Lauk vintage ini, dengan ciri khas saus yang tajam dan lembut yang terbuat dari krim kental dan cuka, menawarkan sekilas era kuliner pra-industri di mana produk susu merupakan sumber utama kekayaan.
Dari Peternakan Sapi Perah hingga Rak Deli
Peralihan dari krim ke mayones bukan hanya perubahan rasa; itu adalah hasil evolusi industri. Pada akhir abad ke-19 dan awal abad ke-20, resep “Cream Dressing” umum ditemukan di buku masak Amerika, seperti Buckeye Cookery dan Practical Housekeeping tahun 1877.
Penurunan produksi krim selada dr kubis bertepatan dengan munculnya produksi massal mayones. Sekitar tahun 1910-an, pengusaha seperti Richard Hellman mulai berfokus pada produksi massal mayones, yang menyediakan alternatif krim kental yang sangat nyaman dan stabil di rak, yang terkenal mudah rusak dan sulit diangkut.
Hotel Brookville: Tempat Terkenal di Kansas
Meskipun sebagian besar negara beralih ke salad berbahan dasar mayo, masih ada tradisi yang masih ada di Dataran Amerika. Brookville Hotel, sebuah institusi bersejarah di Kansas yang didirikan pada tahun 1870, menjadi benteng tradisi krim selada dr kubis.
Di bawah pengawasan keluarga Martin, restoran hotel menjadi legendaris. Mark Martin, pemilik generasi keempat, mencatat bahwa restoran tersebut melayani hampir 100.000 orang setiap tahun pada puncaknya.
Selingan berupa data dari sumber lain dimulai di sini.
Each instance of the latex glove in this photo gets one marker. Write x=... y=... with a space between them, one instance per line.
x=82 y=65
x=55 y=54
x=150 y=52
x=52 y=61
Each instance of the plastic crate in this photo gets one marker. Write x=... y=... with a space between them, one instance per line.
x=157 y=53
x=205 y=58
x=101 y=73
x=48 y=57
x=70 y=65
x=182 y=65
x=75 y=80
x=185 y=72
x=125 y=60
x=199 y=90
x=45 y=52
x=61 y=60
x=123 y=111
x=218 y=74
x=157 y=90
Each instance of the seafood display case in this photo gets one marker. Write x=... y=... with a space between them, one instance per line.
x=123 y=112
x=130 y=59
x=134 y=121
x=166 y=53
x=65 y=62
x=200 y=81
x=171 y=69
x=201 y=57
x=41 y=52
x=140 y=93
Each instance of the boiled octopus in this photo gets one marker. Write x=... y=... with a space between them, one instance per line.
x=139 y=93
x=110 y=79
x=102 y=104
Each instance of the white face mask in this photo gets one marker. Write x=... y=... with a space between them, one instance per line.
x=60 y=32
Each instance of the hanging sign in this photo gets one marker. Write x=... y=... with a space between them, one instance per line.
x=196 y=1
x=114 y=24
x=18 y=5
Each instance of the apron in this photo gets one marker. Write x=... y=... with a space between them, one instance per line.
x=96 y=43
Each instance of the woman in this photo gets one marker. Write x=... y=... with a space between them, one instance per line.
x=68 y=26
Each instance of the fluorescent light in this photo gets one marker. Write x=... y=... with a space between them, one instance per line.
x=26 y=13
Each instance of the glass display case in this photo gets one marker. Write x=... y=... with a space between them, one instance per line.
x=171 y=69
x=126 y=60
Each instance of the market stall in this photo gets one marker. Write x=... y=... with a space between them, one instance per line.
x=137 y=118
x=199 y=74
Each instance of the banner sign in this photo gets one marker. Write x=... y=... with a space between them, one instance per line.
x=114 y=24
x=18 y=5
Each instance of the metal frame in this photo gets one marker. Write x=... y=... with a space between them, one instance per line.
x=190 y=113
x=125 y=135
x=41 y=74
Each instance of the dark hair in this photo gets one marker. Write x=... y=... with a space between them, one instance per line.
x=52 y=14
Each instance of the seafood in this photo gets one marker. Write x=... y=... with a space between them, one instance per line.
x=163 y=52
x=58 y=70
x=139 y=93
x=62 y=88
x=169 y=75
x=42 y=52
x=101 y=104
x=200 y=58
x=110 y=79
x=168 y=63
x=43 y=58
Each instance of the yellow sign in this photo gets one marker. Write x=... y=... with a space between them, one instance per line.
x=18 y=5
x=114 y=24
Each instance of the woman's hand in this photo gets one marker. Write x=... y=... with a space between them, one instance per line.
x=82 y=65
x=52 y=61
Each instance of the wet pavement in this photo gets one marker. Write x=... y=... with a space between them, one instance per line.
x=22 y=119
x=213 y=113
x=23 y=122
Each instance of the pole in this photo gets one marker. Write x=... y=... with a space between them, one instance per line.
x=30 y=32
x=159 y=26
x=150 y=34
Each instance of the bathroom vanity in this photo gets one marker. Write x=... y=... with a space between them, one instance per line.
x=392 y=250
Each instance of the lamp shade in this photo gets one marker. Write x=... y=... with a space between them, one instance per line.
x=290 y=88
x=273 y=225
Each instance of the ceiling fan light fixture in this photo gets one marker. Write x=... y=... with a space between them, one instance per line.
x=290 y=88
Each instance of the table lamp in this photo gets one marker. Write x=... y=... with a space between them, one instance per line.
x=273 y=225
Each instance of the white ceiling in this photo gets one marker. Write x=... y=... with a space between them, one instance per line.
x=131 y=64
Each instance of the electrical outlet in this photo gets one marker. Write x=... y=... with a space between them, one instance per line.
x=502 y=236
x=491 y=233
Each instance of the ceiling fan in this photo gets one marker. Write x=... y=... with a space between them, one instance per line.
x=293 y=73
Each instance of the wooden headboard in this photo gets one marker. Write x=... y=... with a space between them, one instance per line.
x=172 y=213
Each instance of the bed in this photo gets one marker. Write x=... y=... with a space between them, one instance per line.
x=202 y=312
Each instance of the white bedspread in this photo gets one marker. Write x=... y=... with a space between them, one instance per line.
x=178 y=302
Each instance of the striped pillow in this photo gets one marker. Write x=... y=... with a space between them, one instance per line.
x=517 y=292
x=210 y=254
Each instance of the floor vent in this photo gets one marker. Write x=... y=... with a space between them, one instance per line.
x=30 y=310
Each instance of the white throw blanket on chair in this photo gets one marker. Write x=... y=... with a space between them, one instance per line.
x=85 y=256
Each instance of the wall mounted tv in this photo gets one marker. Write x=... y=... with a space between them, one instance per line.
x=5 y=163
Makan malam ayam goreng khasnya—yang menampilkan krim selada dr kubis milik keluarga—merupakan makanan pokok dari tahun 1915 hingga era awal hotel tersebut berakhir.
“Jika Anda terbiasa dengan krim selada dr kubis yang lebih ringan dan tajam, versi yang biasanya disajikan di acara masak-memasak terasa hambar dan hambar.” — Tandai Martin
Popularitas resep ini begitu bertahan lama sehingga keluarga Martin menjual kartu resep hanya dengan harga lima sen, sehingga cita rasa Hotel Brookville menyebar jauh melampaui akarnya di kota kecil Kansas.
Ilmu tentang Cream Dressing
Tampaknya berlawanan dengan intuisi bahwa krim kental dapat menggantikan tekstur mayones yang kental dan berminyak, namun prosesnya berakar pada ilmu kuliner sederhana.
Saat krim kental dicampur dengan cuka, asam menyebabkan protein dalam krim menggumpal. Reaksi ini mengentalkan cairan menjadi tekstur yang mirip dengan krim asam, sehingga memungkinkannya menempel secara efektif pada irisan sayuran. Kandungan lemak yang tinggi pada krim ini memiliki fungsi yang penting: melunakkan keasaman cuka yang tajam dan menyeimbangkan panasnya bumbu seperti mustard, biji seledri, dan lada putih.
Memodernisasi Karya Klasik
Untuk menciptakan kembali hidangan vintage masa kini sambil memastikan hasil yang profesional, seseorang dapat menerapkan teknik modern pada profil rasa tradisional.
Tips utama agar krim selada dr kubis berhasil meliputi:
– Penggaraman dan Pengeringan: Sebelum dicampur, beri garam pada parutan kubis dan wortel, lalu diamkan. Hal ini akan menghilangkan kelembapan berlebih, memastikan sayuran tetap renyah dan mencegah saus menjadi encer.
– Tekstur dan Keseimbangan: Memasukkan parutan wortel menambah rasa manis alami dan tekstur visual.
– Profil Rasa: Fokus pada keseimbangan keasaman (cuka), lemak (krim), dan rempah-rempah (biji seledri dan lada putih) untuk mendapatkan hasil akhir yang tajam dan khas.
Kesimpulan
Selada dr kubis krim mewakili jembatan antara masa lalu agraris dan masa kini industri. Meskipun mayones menjadi standar yang mudah digunakan, warisan resep abadi seperti Brookville Hotel mengingatkan kita pada cara yang lebih ringan dan bernuansa dalam membalut sayuran.